Kulmbach (aktiencheck.de AG) - Die Experten vom Anlegermagazin "Der Aktionär" empfehlen die Aktie von MLP (ISIN DE0006569908 / WKN 656990) spekulativ orientierten Anlegern.

Jüngsten Gerüchten zufolge, wolle sich die französische AXA den in Heidelberg ansässigen Finanzvertrieb MLP angeln. Die Franzosen möchten somit ihren Vertrieb in Deutschland stärken. Diese Gerüchte seien aufgekommen, nachdem Henri de Castries, Unternehmenschef der AXA, bestätigt habe, das Deutschlandgeschäft weiter ausbauen zu wollen. Gegenüber den Experten von "Der Aktionär" habe ein Analyst dazu gesagt: "Das Gerücht entbehrt eigentlich jeder Grundlage, MLP würde seine für das Geschäftsmodell notwendige Unabhängigkeit verlieren".

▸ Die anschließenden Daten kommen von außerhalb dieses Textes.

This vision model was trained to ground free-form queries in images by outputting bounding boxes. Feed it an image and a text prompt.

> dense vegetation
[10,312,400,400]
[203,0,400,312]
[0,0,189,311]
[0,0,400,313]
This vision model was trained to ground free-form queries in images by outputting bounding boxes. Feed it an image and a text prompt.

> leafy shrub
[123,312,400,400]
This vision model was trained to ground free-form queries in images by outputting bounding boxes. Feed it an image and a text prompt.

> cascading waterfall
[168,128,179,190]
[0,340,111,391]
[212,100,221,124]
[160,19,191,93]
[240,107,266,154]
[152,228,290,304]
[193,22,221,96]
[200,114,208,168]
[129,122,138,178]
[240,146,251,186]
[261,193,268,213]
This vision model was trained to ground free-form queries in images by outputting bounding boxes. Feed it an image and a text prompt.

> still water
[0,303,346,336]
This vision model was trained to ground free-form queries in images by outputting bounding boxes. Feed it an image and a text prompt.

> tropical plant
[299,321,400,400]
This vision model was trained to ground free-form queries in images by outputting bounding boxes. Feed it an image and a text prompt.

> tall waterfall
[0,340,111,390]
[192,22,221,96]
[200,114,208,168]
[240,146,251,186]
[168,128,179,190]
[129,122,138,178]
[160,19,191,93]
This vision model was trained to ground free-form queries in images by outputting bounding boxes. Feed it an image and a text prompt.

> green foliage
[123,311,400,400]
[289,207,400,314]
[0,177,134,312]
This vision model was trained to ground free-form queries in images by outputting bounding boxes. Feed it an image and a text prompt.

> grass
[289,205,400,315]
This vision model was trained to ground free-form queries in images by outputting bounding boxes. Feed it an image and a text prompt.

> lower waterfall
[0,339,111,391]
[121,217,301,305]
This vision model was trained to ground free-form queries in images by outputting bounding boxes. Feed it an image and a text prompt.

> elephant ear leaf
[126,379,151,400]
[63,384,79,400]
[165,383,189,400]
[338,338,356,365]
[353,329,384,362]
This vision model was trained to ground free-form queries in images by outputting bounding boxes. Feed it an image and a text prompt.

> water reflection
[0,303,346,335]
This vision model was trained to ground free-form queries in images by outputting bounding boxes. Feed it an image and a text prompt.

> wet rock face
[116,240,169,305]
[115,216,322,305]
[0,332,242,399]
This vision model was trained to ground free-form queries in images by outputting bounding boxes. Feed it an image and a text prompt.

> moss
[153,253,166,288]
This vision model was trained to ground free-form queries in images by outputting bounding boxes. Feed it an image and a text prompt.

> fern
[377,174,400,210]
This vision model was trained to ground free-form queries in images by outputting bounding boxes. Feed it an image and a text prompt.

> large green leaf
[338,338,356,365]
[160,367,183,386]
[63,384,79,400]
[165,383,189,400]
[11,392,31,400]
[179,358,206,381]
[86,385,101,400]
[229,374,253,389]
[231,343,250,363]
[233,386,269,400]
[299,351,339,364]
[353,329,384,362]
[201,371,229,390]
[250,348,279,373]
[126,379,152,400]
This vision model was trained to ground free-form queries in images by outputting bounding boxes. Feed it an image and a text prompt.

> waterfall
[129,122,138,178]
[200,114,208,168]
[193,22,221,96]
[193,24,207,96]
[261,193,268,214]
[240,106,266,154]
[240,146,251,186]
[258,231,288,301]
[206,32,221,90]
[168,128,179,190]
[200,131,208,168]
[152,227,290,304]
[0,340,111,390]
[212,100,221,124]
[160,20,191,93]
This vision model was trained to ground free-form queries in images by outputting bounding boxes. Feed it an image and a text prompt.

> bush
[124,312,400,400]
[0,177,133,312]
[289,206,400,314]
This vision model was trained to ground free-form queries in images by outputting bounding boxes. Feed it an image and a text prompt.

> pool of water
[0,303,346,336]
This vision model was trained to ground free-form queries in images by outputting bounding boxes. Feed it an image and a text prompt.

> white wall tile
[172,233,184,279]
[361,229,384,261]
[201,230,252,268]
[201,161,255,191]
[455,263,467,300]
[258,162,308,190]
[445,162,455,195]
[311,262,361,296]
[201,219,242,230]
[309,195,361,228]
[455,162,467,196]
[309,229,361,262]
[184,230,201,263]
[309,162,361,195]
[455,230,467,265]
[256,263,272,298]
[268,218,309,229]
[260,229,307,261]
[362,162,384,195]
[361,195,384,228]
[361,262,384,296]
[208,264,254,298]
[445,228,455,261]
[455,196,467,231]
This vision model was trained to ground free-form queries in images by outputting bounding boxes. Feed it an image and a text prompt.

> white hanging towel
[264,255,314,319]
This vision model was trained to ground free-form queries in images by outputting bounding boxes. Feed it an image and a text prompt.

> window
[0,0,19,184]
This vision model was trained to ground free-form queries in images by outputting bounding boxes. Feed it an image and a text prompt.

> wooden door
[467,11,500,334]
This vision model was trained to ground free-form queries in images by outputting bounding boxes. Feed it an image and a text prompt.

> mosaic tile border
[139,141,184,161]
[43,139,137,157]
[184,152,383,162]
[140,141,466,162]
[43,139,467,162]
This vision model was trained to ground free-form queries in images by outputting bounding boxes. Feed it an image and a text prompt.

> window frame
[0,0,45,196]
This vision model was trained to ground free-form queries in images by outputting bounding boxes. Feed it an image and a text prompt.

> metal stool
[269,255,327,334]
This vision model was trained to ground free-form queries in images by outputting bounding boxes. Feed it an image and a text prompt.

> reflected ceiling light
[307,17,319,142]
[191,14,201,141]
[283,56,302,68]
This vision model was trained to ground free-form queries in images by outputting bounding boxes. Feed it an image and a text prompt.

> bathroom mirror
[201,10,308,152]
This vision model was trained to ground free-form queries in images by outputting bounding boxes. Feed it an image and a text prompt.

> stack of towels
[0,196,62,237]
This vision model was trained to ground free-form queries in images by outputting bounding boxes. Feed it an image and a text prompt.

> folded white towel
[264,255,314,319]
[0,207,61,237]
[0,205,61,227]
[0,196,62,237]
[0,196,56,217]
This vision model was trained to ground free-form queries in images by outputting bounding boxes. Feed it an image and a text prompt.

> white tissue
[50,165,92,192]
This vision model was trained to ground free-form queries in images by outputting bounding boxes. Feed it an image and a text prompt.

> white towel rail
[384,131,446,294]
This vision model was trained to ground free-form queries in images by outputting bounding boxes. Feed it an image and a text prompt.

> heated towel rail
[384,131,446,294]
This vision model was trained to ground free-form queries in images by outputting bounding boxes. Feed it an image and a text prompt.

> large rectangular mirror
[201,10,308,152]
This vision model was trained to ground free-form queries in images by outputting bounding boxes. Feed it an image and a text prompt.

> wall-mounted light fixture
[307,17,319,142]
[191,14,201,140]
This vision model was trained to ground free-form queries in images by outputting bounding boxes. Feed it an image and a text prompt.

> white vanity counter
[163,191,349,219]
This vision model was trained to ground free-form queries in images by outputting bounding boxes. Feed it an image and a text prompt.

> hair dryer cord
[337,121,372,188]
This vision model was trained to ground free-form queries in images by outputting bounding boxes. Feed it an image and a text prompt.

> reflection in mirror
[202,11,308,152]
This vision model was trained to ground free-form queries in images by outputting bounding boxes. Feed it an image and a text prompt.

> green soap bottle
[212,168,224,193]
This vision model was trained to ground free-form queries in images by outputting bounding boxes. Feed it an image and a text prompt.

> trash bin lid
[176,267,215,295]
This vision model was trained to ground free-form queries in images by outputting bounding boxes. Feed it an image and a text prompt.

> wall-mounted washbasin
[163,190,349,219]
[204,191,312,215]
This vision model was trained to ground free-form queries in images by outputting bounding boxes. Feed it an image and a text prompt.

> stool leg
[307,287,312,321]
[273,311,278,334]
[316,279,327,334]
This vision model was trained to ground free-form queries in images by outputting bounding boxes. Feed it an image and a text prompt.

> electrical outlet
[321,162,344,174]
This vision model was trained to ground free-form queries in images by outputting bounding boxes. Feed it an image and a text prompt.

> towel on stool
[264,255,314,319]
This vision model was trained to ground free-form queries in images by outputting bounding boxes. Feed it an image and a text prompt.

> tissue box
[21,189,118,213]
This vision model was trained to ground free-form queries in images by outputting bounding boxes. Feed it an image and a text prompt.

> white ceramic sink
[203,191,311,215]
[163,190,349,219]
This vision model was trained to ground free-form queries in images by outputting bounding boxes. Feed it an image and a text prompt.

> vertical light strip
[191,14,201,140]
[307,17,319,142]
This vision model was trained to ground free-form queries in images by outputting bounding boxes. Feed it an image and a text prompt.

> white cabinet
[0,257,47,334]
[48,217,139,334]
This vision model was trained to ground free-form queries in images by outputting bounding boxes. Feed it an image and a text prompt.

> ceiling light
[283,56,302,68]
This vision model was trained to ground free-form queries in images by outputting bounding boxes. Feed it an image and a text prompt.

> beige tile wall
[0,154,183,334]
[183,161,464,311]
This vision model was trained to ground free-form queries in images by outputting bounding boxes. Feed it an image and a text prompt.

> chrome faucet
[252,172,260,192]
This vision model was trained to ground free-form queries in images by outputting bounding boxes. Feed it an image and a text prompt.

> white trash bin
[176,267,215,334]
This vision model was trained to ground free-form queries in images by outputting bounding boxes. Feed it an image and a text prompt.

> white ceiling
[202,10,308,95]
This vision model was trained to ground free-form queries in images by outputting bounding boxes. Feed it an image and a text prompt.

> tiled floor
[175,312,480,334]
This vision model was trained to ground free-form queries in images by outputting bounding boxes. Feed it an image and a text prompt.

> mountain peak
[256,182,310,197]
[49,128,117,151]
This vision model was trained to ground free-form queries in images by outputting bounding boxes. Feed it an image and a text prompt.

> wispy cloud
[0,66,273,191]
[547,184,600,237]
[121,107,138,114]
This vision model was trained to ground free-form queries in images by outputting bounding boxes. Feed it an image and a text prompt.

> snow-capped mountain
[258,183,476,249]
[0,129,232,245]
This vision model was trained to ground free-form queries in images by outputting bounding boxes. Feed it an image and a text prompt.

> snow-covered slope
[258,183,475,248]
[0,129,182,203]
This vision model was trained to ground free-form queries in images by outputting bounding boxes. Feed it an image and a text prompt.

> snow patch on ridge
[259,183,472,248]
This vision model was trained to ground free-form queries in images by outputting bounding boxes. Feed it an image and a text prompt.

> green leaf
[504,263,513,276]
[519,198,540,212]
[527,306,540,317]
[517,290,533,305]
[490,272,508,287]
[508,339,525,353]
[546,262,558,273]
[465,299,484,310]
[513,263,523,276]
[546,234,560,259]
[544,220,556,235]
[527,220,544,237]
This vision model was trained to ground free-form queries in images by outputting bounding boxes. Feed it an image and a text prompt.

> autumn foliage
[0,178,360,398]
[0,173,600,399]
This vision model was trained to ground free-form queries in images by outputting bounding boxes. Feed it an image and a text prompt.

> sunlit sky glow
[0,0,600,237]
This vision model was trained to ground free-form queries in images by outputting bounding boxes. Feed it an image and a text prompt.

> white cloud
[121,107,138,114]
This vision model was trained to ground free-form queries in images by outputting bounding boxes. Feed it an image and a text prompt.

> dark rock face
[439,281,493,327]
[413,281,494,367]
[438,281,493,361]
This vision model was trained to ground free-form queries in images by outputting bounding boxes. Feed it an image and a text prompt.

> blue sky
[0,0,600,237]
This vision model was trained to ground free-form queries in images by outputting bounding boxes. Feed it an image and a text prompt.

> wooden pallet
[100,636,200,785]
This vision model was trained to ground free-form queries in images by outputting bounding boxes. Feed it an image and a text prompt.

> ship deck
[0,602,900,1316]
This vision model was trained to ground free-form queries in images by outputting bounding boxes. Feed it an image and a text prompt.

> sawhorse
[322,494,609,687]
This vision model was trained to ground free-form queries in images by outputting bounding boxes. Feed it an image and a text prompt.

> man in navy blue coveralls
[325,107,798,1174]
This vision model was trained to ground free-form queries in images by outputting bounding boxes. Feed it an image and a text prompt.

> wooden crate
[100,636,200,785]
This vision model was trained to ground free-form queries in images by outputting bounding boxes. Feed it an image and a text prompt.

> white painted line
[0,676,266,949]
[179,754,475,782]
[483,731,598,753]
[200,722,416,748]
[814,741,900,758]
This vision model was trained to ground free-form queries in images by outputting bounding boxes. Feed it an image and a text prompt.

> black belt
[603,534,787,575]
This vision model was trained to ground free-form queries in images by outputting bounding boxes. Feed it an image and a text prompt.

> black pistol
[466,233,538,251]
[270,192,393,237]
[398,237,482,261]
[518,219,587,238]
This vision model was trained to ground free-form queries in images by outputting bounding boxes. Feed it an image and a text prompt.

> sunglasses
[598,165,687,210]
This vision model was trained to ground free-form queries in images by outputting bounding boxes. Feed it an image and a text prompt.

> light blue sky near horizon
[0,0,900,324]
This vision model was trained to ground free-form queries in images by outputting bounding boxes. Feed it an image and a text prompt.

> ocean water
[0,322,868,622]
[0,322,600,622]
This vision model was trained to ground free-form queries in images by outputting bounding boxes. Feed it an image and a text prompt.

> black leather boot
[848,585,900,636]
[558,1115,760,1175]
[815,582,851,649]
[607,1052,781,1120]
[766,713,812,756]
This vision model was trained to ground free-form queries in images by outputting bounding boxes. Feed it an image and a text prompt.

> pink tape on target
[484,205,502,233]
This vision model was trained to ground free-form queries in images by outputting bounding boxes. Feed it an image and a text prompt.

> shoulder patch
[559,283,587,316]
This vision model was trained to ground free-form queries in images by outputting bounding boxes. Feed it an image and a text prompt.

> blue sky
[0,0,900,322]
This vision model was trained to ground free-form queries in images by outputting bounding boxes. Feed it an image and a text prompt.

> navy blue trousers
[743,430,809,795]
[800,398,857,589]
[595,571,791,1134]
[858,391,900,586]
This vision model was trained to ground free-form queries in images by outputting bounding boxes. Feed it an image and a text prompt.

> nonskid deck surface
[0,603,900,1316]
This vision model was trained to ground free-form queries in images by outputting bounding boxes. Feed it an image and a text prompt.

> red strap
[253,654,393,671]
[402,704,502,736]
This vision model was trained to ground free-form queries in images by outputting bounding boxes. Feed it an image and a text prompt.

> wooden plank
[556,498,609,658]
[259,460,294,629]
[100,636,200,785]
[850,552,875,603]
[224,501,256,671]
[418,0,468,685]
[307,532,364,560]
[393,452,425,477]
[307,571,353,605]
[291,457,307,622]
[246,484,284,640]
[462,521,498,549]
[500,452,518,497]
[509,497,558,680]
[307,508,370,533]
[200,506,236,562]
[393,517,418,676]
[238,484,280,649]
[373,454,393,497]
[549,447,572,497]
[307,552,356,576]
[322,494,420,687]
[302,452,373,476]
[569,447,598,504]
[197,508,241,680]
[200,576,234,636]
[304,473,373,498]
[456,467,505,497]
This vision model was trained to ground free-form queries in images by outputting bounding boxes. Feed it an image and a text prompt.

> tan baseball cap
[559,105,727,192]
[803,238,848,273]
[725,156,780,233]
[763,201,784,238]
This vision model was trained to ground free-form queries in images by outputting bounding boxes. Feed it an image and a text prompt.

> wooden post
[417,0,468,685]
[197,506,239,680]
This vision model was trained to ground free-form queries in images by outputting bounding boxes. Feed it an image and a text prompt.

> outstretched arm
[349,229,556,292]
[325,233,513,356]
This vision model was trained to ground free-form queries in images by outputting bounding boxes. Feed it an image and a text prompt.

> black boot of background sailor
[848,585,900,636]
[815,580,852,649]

Den Anlegern könne dies egal sein, denn die Gerüchte hätten, wie schon des Öfteren in der Vergangenheit, der MLP-Aktie eine Bodenbildung nach dem zuletzt deutlichen Rückgang von 19,50 Euro auf fast 14 Euro beschert. Wie die Experten berichten würden, hätten der Rücktritt des Finanzvorstands, die Aktienverkäufe von Ex-Vorstand Bernhard Termühlen und Spekulationen um den möglichen Markteintritt eines weiteren Konkurrenten unter der Regie zweier ehemaliger MLP- bzw. AWD-Größen den Kurs gedrückt.


Dabei laufe es aus operativer Sicht bei den Heidelbergern gut. An das vierte Quartal des vergangenen Geschäftsjahres habe sich ein starkes Auftaktquartal 2007 angeknüpft. Die Gesamtleistung sei in den ersten Monaten dieses Jahres um 11 Prozent auf 144,7 Mio. Euro gestiegen. Das Betriebsergebnis (EBIT) habe sogar um 34 Prozent auf 16,7 Mio. Euro zulegen können. Uwe Schroeder-Wildberg, Vorstandschef von MLP, habe sich aber auch für das zweite Quartal zufrieden gezeigt. "Der Geschäftsverlauf im zweiten Quartal 2007 entspricht unseren Planungen", so Schroeder-Wildberg, der seine EBIT-Prognose in Höhe von 110 Mio. Euro für das Gesamtjahr bestätigt habe.

Nach Angaben der Experten, sei die Marge dank der eigens auferlegten Schlankheitskurs von 9,6 Prozent auf 11,5 Prozent erhöht worden. Es sollten weitere Verbesserungen folgen. Der neue Bereich Vermögensverwaltung sorge bei dem im März übernommenen Tochterunternehmen Feri Finance für neue Wachstumsimpulse. Daraus würden Analysten in diesem Jahr einen EBIT-Beitrag von mindestens 10 Mio. Euro erwarten.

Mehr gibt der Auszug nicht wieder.